St. Petersburg Times Online: Business
 Devil Rays Forums

printer version

Venture capitalist foresees continued growth

By KRIS HUNDLEY

© St. Petersburg Times, published June 19, 2000


TAMPA -- W. Scott Miller has been a venture capitalist since 1991, putting institutional funds into about 30 start-up companies, all of which he describes as successful.

He said this experience has helped him separate potential winners from likely losers.

"They teach bank tellers to spot a counterfeit by showing them the real thing, over and over again," Miller said. "Then when they see a fake, they can identify it immediately. That's one of the things I've learned from my years in this business."

Miller, 36, had been an investment banker prior to joining South Atlantic Venture Partners, Tampa's first venture capital firm, in 1991. In 1997, he and partner W. Radford Lovett II formed Lovett Miller & Co., with offices in Tampa and Jacksonville. Today they manage $170-million in three funds; about $70-million of that total has been invested or committed to portfolio companies, with 12 deals completed in the past year.

Lovett Miller has raised its money from wealthy families and individuals, a university endowment and a couple of corporate profit-sharing plans. From the time the funds are created, Lovett Miller has six years to invest the money and another seven years to harvest returns. "We want investors who understand it's a very long-term business," said Miller, who declined to speculate on potential returns on his company's funds. "Their money can be locked up for anywhere from one to 10 years."

In his company's offices on the 26th floor of the AmSouth building, Miller talked with the St. Petersburg Times about the booming number of start-ups looking for cash, the corresponding growth in the number of venture capital firms and how his company decides where to put its money.

Q: How has the pool of potential investments changed over the past nine years?

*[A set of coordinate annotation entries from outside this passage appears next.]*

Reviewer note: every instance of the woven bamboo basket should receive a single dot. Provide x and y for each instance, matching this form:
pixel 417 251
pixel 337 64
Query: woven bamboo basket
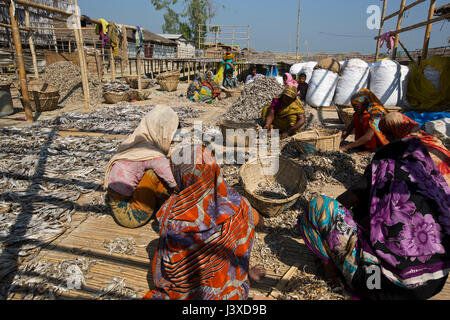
pixel 238 139
pixel 139 95
pixel 233 93
pixel 133 82
pixel 169 85
pixel 290 174
pixel 43 96
pixel 323 140
pixel 115 97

A: The reduction in communication costs has allowed new technologies and new business models to evolve. For instance, there are a number of application service providers (ASPs) now which deliver software over the Internet, making it less costly for a company to purchase, maintain and upgrade software than in the past. That's a major sea change and it has created a significant number of entrepreneurial opportunities that did not exist five years ago. And we've invested in a number of ASPs, including Employease, PeopleClick.com and Novient.

Q: With so many new players in a brand new field, how do you select your investments?

A: You have to find the industry leaders and the acid test is who is winning the customers over. Ten years ago, you could look at a company's sales and profits and ascertain the leaders. But in this market, people can pop out of the woodwork and you can get sideswiped. That hasn't happened to us, but it means that a lot of our companies have to run faster than they anticipated.

A company also has to have the ability to attract and retain first-rate talent. Well-capitalized companies with good markets are taking the talent out of companies with less opportunity. Especially with the readjustment we're seeing in the stock market, if a company's stock is down and if the option strike price is high, a company is at risk of losing people.

Q: At what stage does Lovett Miller invest in a company?

A: When it's a post-beta site and they're actively selling their product or service. We want to understand where that product is on the customers' priority list and we want to know the duration and cost of the sales cycle. So we talk to a lot of their customers. Though we occasionally look at companies earlier -- some people come to us with business plans -- that's not our primary interest.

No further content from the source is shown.